Aku Cemas, Maka Aku Ada

[02.09.2013] Memasuki bulan September, aku memasuki aktivitas baru, kuliah lagi. Sebagian besar kawan, baik kawan di kantor maupun kawan ngerumpi di warung kopi memberiku ucapan selamat. Tapi selamat untuk apa? Batinku. Aku merasa, kuliah bukan aktivitas yang menggembirakan sehingga pantas mendapatkan ucapan selamat.

Berangkat ke kampus, mendengarkan para dosen --dengan gelar akademiknya yang beriring seperti gerbong kereta api-- berceloteh, sesekali bertanya untuk mengkonfirmasi dan meminta penjelasan tambahan –tapi lebih sering karena supaya dikenal dosen atau sekedar mengusir ngantuk, sore hari beranjak pulang, mandi, makan, dan malamnya mengejakan tugas sebelum tidur. Besok pagi semua rangkaian kegiatan itu berulang.

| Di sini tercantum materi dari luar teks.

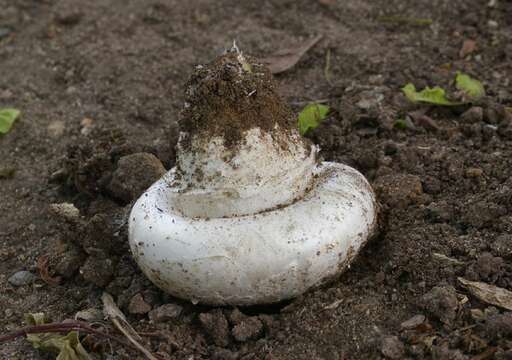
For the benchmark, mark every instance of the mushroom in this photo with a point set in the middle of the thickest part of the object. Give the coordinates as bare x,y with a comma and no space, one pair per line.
248,215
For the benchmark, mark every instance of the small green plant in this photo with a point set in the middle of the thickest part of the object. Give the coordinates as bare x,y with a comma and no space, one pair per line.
68,347
311,116
471,89
435,96
7,118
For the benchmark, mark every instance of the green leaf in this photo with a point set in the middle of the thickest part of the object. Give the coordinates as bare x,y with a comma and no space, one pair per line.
67,347
472,87
436,95
311,116
7,118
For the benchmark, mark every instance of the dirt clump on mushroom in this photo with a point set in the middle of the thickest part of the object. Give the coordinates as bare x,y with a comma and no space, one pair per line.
231,95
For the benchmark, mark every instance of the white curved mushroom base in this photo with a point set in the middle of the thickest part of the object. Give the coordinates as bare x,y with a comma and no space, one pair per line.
252,259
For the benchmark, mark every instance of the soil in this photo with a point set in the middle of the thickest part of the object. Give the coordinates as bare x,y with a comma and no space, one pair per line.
99,81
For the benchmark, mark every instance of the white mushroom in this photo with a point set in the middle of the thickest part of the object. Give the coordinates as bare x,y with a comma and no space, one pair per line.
248,215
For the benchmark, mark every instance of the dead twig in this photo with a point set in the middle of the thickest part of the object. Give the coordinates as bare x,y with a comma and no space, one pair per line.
62,328
119,320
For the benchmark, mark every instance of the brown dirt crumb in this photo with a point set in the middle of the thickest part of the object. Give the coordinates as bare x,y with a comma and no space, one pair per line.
247,329
216,325
442,303
392,348
134,174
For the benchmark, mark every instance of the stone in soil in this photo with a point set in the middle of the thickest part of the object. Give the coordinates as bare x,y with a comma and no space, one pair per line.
248,329
399,190
216,326
499,326
413,322
138,305
502,246
165,313
98,270
21,278
134,174
392,348
441,302
487,268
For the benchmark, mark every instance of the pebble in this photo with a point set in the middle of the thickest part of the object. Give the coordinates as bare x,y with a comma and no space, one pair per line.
56,128
21,278
369,100
138,305
413,322
492,24
473,115
4,31
216,325
474,172
8,313
392,348
165,312
442,303
502,246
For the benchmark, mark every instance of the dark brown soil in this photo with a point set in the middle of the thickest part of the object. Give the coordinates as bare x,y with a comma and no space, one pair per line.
99,81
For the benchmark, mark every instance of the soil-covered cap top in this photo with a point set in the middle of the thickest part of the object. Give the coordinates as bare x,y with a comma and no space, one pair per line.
231,95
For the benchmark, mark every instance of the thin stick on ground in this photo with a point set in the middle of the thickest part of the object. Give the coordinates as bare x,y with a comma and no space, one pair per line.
118,319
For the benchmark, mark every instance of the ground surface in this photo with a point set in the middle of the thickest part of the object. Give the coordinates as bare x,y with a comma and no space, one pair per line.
444,182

Apakah rangkaian kegiatan itu menggembirakan? Sama sekali tidak. Malah sebaliknya, rentetan aktivitas itu menerungku kita dalam rutinitas, serangkaian aktivitas yang menurut Heidegger --seorang Filsuf Jerman, Sang Penyaksi dari Messkirch-- sebagai bukti nyata ketakutan pada kebebasan. Aktivitas kuliah membekap kebebasan menjalani hidup dalam rutinitas yang tanpa perasaan.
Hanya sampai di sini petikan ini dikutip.